Departemen Regional ini merupakan departemen di BI yang memiliki tugas supervisi seluruh kantor perwakilan BI di 46 provinsi di Indonesia.

“Pak Fadjar, tolong digerakkan di Bintan, Camp Vietnam juga Anambas. Silahkan didorong amenitas, aksesibilitas dan atraksinya,” pesan Rosmaya kepada Fadjar.

Diluar dari itu, BI Perwakilan Kepri juga dianggap telah sukses mengedarkan uang baru ke perbatasan lewat program BI Jangkau.

Sedangkan Kepala BI Perwakilan Kepri yang baru, Fadjar Majardi mengatakan tugas-tugasnya sudah ditetapkan, tapi ia perlu melihat dulu potensi-potensi yang dimiliki Kepri, khususnya di sektor pariwisata.

“Saya lihat dulu potensi-potensi yang bisa dilakukan mendorong ekonomi, baik dalam jangka pendek maupun jangka panjang,” ujarnya.

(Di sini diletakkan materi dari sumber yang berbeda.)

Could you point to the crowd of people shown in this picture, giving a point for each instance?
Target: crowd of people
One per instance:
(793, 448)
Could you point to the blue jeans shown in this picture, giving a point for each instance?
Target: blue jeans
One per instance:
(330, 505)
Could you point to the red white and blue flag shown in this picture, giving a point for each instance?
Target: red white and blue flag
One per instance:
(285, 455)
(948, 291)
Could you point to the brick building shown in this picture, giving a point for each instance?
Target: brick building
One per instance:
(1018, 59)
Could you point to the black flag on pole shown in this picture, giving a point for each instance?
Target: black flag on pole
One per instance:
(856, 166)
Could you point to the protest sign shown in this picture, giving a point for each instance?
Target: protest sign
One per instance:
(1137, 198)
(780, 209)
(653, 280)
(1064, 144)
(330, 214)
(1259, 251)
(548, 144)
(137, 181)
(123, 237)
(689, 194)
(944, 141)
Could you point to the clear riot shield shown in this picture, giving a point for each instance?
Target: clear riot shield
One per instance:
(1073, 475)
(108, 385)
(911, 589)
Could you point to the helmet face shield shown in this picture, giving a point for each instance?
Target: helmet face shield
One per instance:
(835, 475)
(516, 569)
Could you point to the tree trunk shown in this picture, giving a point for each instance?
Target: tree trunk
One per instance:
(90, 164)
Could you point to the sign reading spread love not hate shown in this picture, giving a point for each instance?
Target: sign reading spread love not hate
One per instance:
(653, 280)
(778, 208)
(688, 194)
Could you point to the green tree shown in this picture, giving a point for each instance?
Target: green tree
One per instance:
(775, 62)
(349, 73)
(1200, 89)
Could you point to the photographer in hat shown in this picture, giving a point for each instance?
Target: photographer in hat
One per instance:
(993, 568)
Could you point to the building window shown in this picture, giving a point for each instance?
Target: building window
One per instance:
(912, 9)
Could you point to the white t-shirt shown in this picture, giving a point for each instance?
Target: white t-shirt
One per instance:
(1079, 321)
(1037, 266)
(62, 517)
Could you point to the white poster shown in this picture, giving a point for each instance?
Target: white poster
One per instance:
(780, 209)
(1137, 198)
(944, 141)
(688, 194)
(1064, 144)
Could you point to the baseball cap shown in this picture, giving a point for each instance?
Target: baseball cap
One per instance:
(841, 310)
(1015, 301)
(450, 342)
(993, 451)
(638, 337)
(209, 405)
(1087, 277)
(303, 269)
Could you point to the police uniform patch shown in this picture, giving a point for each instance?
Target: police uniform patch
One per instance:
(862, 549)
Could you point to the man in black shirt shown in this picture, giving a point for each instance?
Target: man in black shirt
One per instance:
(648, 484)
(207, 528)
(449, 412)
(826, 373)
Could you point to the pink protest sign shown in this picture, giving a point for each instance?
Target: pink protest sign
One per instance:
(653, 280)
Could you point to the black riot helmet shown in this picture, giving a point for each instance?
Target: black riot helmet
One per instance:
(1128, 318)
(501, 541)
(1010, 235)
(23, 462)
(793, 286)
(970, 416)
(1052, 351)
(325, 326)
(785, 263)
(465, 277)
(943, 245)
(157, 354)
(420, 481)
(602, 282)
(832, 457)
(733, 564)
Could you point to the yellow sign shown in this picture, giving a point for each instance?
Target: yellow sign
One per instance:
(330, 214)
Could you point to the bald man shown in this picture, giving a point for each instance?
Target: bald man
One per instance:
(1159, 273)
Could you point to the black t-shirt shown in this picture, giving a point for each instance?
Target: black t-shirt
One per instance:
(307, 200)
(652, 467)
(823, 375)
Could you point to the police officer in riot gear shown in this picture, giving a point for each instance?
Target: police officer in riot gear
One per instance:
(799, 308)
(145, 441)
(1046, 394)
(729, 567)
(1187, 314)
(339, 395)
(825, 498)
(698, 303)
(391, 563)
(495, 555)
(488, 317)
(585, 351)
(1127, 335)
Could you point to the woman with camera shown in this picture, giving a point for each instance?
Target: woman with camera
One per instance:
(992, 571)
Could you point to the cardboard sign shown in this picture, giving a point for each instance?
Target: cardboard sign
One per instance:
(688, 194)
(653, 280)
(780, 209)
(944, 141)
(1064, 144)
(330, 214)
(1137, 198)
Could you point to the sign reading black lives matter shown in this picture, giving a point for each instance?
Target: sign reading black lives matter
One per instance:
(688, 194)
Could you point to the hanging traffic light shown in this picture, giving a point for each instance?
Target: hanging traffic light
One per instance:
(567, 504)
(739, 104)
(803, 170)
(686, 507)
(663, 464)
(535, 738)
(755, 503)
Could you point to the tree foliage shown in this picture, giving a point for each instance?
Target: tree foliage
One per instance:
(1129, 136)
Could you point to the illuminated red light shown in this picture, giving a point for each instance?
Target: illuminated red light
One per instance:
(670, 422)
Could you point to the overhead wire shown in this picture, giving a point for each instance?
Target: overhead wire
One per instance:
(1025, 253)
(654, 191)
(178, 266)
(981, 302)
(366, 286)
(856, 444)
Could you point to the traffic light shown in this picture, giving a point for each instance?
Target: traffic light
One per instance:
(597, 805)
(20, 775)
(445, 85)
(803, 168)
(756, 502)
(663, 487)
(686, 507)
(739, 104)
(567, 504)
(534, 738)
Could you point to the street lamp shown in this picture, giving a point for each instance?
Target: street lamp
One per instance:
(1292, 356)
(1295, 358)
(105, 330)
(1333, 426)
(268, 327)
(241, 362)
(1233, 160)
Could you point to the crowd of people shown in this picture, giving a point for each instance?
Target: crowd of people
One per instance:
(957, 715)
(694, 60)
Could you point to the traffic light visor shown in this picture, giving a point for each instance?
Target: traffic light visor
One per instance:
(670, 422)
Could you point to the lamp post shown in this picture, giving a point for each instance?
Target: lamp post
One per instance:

Potensi pariwisata Kepri sangat besar karena lokasi geografisnya yang berdekatan dengan Singapura.”Karakter turis disini itu beda dari di Bali. Mereka bisa datang berulang-ulang. Makanya kita akan coba bagaimana caranya perpanjang waktu tinggalnya,” jelasnya.

Ia meyakini jika sektor pariwisata diangkat, maka pertumbuhan ekonomi akan ikut meningkat.

Sebelumnya, Fadjar sudah menjadi bagian dari BI selama 20 tahun. Ia lama berkarir di bagian analisis dan kebijakan moneter.”Dan mulai empat tahun lalu, terjun ke kantor perwakilan di Jakarta dan mulai berdeal dengan stakeholder, Pemda. Lebih banyak turun ke lapangan. Ini jadi modal untuk ke Kepri,” ucapnya.

Terpisah, Kepala BI Perwakilan Kepri sebelumnya, Gusti Raizal Eka Putera menyampaikan rasa terima kasih kepada media karena selama ini telah membantu BI dalam menciptakan iklim usaha yang kondusif.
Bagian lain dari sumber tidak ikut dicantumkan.